Data is created, modified, moved and deleted as part of any
number of business processes. These business processes and underlying
technologies create transformative value for their organizations. The smart
cyber leader will want to frame conversations with non-technical executives in
a way that they can quickly grasp.
A detailed explanation of NIST or other framework data security requirements probably is not the
conversation format within you’ll find success. You won’t establish your expertise with execs with a
deep dive into frameworks.
One key expectation to set with non-technical executives is
that the security team’s job isn’t to own those business processes. Individual
business process owners own the processes as well as the data. The cyber security team’s role is to take a
structured approach to lowering risk and reducing impact to that value through governing
controls, monitoring, and responding to incidents within those data processes.
One might think that data security is as easy to explain to
executives as simply identifying the risks to data and presenting those risks.
But, the executives are going to ask questions, probably very pointed questions.
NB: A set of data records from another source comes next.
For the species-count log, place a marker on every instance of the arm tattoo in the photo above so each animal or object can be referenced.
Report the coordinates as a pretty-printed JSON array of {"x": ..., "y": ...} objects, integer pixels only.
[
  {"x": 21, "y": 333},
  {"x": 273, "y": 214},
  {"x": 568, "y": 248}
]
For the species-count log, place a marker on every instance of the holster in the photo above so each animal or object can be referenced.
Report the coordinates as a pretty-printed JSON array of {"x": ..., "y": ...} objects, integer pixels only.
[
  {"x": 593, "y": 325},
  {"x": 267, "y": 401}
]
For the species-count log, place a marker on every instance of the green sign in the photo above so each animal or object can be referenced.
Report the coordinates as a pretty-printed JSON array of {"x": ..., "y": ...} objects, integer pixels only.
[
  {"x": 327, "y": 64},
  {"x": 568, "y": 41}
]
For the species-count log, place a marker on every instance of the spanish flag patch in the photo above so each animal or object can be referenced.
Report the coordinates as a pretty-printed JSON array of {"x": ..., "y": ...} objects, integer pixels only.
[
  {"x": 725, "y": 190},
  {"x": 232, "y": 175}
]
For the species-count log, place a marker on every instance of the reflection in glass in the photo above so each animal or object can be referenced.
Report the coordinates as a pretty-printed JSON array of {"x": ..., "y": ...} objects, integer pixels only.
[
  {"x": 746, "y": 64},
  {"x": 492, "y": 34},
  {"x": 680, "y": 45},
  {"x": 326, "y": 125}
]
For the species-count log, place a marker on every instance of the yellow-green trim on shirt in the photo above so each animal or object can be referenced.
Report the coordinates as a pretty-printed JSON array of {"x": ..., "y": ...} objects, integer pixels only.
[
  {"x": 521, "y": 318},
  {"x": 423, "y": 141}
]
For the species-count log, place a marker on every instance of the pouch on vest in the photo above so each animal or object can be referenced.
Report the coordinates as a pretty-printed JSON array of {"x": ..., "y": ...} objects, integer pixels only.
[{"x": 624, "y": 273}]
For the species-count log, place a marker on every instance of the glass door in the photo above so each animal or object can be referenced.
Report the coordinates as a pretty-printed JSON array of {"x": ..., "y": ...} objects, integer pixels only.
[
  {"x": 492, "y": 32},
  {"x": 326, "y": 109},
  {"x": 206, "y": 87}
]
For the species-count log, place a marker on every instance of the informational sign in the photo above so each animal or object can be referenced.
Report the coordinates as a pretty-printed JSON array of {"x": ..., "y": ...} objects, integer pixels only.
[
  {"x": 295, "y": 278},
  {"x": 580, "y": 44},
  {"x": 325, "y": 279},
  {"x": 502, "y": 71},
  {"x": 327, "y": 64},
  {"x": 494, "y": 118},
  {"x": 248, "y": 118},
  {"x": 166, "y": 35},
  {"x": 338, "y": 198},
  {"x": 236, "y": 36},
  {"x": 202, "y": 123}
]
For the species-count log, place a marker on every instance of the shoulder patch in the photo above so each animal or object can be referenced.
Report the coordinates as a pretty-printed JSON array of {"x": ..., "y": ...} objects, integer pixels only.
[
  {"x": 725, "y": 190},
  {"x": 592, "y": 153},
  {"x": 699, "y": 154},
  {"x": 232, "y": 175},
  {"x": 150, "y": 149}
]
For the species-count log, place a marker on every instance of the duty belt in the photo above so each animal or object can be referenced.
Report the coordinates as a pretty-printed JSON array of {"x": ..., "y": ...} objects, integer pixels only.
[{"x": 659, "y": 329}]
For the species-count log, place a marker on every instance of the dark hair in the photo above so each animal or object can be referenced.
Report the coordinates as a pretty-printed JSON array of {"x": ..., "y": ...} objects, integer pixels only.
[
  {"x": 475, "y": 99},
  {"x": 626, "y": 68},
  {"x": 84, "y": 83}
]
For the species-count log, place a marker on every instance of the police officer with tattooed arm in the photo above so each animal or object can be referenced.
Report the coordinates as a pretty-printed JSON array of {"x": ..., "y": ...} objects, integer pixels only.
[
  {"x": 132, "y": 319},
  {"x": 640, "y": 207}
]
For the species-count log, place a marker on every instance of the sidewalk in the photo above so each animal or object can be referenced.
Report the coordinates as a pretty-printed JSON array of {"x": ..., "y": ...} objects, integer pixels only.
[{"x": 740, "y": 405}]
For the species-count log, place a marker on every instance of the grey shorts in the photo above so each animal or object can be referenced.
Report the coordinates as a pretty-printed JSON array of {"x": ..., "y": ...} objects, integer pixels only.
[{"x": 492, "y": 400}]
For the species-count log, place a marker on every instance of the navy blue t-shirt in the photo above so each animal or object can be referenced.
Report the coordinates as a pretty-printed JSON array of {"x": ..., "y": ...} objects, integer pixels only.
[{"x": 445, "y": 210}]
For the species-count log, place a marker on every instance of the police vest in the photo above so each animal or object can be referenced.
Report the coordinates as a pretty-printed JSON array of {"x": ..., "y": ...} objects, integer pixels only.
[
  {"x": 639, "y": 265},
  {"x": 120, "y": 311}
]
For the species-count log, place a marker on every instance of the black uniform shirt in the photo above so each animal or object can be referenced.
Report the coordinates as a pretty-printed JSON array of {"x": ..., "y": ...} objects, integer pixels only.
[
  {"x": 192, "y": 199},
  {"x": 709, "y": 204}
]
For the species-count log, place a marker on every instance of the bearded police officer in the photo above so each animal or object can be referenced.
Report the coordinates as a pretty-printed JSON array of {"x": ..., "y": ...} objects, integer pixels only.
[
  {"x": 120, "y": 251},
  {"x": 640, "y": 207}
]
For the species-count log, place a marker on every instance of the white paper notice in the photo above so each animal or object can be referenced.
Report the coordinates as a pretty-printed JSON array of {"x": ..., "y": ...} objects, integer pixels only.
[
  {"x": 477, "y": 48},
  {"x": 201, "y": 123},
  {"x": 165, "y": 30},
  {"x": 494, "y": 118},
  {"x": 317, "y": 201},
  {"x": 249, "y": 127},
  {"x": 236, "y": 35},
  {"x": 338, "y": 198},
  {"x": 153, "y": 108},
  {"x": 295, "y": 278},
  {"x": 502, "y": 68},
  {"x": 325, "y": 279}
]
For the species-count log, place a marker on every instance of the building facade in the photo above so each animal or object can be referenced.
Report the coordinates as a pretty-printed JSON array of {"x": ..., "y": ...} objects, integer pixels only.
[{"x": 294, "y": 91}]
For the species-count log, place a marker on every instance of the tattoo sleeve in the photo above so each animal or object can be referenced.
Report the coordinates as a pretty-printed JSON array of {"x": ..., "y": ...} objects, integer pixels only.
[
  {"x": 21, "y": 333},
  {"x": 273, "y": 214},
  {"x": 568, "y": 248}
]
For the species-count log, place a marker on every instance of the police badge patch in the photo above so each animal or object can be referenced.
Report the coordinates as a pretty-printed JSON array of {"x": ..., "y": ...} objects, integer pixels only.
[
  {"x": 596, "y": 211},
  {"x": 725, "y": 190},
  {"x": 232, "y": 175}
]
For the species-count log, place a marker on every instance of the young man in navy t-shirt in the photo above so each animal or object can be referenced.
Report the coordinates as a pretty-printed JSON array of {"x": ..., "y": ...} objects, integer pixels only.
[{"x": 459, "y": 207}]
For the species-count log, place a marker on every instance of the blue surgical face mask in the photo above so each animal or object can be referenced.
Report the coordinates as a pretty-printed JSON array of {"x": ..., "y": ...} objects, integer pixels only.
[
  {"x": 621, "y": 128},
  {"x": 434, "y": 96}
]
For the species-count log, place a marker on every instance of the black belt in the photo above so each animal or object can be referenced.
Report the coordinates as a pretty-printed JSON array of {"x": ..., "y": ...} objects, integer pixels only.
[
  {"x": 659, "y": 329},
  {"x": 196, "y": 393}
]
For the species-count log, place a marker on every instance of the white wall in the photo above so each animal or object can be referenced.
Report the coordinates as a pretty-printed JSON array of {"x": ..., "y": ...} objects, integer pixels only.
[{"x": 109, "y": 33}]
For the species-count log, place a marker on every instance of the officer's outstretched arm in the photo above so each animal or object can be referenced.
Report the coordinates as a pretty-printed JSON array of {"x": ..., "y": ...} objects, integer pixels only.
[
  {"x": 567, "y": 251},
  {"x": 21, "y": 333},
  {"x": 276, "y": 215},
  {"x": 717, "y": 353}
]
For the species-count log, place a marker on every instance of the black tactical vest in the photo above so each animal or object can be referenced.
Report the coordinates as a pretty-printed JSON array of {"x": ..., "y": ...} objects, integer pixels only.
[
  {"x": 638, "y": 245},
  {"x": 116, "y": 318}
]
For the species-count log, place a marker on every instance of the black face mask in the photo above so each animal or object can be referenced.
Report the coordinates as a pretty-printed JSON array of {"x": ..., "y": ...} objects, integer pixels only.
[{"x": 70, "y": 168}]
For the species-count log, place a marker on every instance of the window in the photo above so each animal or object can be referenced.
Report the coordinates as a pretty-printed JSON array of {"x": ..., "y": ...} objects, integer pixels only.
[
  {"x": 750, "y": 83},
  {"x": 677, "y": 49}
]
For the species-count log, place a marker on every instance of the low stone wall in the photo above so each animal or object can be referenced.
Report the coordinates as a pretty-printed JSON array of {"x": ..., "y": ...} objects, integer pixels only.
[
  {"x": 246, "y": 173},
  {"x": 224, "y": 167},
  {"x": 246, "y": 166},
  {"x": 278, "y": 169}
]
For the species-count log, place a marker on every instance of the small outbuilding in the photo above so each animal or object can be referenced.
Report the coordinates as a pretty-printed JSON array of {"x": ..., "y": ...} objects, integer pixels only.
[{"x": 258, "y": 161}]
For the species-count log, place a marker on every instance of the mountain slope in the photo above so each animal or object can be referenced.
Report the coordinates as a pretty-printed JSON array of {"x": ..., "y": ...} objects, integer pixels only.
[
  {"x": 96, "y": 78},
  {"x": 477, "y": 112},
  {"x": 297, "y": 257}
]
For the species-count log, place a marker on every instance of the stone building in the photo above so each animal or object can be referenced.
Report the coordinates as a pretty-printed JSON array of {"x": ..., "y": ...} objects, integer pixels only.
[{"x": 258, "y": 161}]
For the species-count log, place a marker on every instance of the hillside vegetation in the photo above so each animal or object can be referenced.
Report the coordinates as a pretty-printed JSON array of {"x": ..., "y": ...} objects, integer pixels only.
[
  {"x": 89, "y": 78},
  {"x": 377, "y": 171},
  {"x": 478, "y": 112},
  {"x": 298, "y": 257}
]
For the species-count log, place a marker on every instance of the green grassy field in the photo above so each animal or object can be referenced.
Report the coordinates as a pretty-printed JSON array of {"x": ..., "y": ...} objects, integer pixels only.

If you say that your data presents a certain type of risks (regulatory,
operational, etc.), you’ll need to think through how to explain the risk to the
exec(s).
One informal and easy way to frame risks and give business context is with the old and
reliable 5 Ws – who, what, when, where, why (and how)
Who: Who has
access to key data in various parts of? Who doesn’t? Who are the key
stakeholders in the business process?
What: What are
the data requirements? What is the current state of the data controls? What is
the current prioritization? What isn’t being done? What are the gaps? What
needs to change? What additional support is required from stakeholders? What does “done” look like?
When: When were the controls last assessed? when is
the next assessment/audit? When will the team perform key work items?
Where: Where are
the controls strongest? Weakest? Where is improvement needed? Where are the entry/exit points that need to be governed for key data?
Why: Why the
current prioritization? Why are the data relevant to the risk?
How: How do we
measure ourselves? Against other organizations? How do we better apply
resources? How can we better protect data? How do/will we communicate progress?
Just the sample questions above seem like they’d stimulate a very
compelling executive conversation. There is no need to include any tool names
or jargon. The less tool discussion, the more compelling and business focused the conversation.
Compelling and easy to understand is what you’ll want.
And that’s what the execs will want too.